= Sara Gore =

TV host

Sara Gore is an American television host who works as a lifestyle host for NBC and its independent production arm, LXTV.

==Early life and education==
Gore grew up in Lake George, New York, and attended Marymount Manhattan College as a Communications Major and Business/Theater Minor, graduating summa cum laude.

==Career==
Early in her career, Gore worked in the culiunary field as a personal chef and as a line cook for chef/restaurateur, Jean-Georges Vongerichten. She has appeared in cooking segments on The Today Show, The Martha Stewart Show and on her own Emmy-nominated show Recipe Revamp. Sara has appeared on the Food Network as a guest judge on Worst Cooks in America: Celebrity Edition and as a regular guest judge on Beat Bobby Flay.

She is the host of NBC's real estate and design show, Open House, showcasing luxury properties and celebrity homes across the New York City area and the nation.

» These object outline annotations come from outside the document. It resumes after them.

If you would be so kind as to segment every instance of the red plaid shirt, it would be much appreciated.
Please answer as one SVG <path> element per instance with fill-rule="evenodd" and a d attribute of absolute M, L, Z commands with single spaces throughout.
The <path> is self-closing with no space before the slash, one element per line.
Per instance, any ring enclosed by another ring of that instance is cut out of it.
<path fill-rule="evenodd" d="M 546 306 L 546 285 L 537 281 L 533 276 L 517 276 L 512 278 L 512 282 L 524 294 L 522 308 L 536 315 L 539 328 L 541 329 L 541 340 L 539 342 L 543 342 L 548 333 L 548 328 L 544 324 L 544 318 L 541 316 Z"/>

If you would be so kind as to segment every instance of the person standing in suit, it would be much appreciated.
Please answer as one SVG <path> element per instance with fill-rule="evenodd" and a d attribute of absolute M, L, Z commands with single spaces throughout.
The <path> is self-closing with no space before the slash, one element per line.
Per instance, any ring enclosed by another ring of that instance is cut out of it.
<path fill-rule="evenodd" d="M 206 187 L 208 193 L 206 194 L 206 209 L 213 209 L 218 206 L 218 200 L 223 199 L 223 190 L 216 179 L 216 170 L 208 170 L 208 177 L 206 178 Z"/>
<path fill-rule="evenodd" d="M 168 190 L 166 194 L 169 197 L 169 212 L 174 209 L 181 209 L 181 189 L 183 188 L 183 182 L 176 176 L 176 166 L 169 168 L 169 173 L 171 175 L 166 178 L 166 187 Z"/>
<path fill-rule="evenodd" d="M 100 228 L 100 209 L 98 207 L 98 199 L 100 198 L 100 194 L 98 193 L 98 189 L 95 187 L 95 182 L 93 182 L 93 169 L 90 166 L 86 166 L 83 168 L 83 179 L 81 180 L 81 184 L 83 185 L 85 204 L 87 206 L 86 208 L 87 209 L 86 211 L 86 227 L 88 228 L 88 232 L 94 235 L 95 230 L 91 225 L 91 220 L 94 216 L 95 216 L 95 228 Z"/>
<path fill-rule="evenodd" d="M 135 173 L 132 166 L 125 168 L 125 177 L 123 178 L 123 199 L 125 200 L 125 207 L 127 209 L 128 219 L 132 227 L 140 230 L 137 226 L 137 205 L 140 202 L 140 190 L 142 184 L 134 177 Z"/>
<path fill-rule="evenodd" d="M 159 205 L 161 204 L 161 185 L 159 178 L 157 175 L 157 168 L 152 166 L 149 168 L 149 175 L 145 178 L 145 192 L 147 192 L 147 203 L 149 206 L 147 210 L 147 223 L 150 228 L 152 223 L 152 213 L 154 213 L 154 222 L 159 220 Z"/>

Gore also hosts New York Live, NBC4 New York's daily lifestyle series covering fashion, celebrity news and interviews, top food and restaurant choices, as well as entertainment. Gore recently launched New York Live: Prime Time Edition which airs Friday nights on NBC4. She has also hosted NBC's First Look Live on the Red Carpet Specials for the Golden Globes, Primetime Emmy Awards, and other live specials under NBC Universal.

In 2021, she joined Ryan Serhant's New York real estate firm SERHANT., working in the SERHANT. Signature division.